Poor oral health is not just about needing a filling, having a toothache, plaque or tartar – it can make other health conditions worse and increase the risk of heart disease, stroke, heart attack, respiratory conditions and pre-term birth. Periodontal (gum) disease is when the gums get inflamed and infected leading to damage to the bone that supports our teeth. The missing teeth and oral infections that come with gum disease not only affect speaking, eating and socialising but they contribute to bacteria entering the blood stream and getting to other parts of the body.


A closer look at what can happen to the rest of the body when oral health is neglected…

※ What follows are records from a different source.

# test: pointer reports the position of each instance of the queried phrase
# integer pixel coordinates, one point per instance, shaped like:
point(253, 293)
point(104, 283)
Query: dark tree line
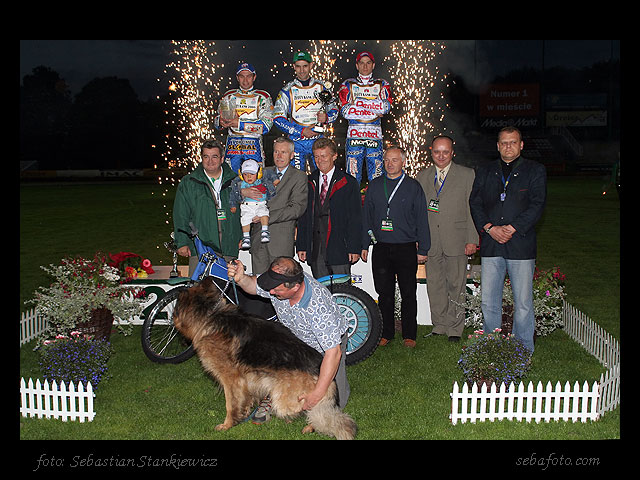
point(104, 126)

  • Pre-term birth: There is evidence that oral infections may contribute to low birth weight and pre-term birth. Hormone changes that come with pregnancy can cause the mouth to be more susceptible to plaque, tartar and infections. Oral infections can release toxins that affect the baby and labour-inducing signals happen earlier.
  • Heart disease: Oral infections increase inflammation and the number of bacteria in the body. If these bacteria travel through the veins and arteries, the inflammation they cause can lead to blocked arteries and blood clots, making it harder for blood to move around the body. The connection between oral bacteria and blood clots is why gum disease is linked to strokes. Any bacteria that reach the heart can cause endocarditis which is inflammation and infection of the lining of the heart.
  • Respiratory conditions: When there are higher numbers of bacteria in the mouth there is an increased chance of breathing in bacteria in the fine droplets of your breath, down into the lungs where the bacteria shouldn’t be. This increases the risk of chest infections like bronchitis and pneumonia, and contributes to worsening of existing conditions like emphysema. Having an inflamed mouth can increase inflammation of the lungs, making it harder for the body to fight chest infections.
  • Diabetes: Diabetes makes the body more susceptible to bacterial infections. Severe periodontal disease can increase blood sugar levels and make it harder to control. High blood sugar inhibits saliva production leading to dry mouth. The dry mouth from decreased saliva causes bad breath, plaque, tartar and bacteria build-up.
  • Alzheimer’s Disease: There is growing evidence to show there is a connection between oral health and Alzheimer’s Disease. Studies in mice show that the mice exposed to periodontal bacteria develop neurodegeneration and inflammation of the brain similar to Alzheimer’s in humans.
  • Mental health: Oral health and poor mental health are connected. Oral health issues can impact confidence, social life and eating. Poor oral health can be due to not keeping up with a good oral hygiene routine because of depression or mental illness, dental visits can cause intense anxiety in some people, eating disorders can impact teeth and some mental health medications can cause negative oral effects like dry mouth.


What does a good oral health routine look like?

  • brush your teeth at least two to three times daily using a fluoride toothpaste. Spit rather than rinsing teeth with water, so that the toothpaste stays in contact with the teeth longer
  • clean between teeth with floss or interdental brushes daily
  • limit sugary foods and drinks
  • make regular visits to the dentist or hygienist for exams and cleaning.


“A Happy Mouth is a Happy Body” – having good oral health can keep the mind and body healthy, and protect against the spread of infection around the body. Get an oral check if you notice sore or bleeding gums, or loose teeth.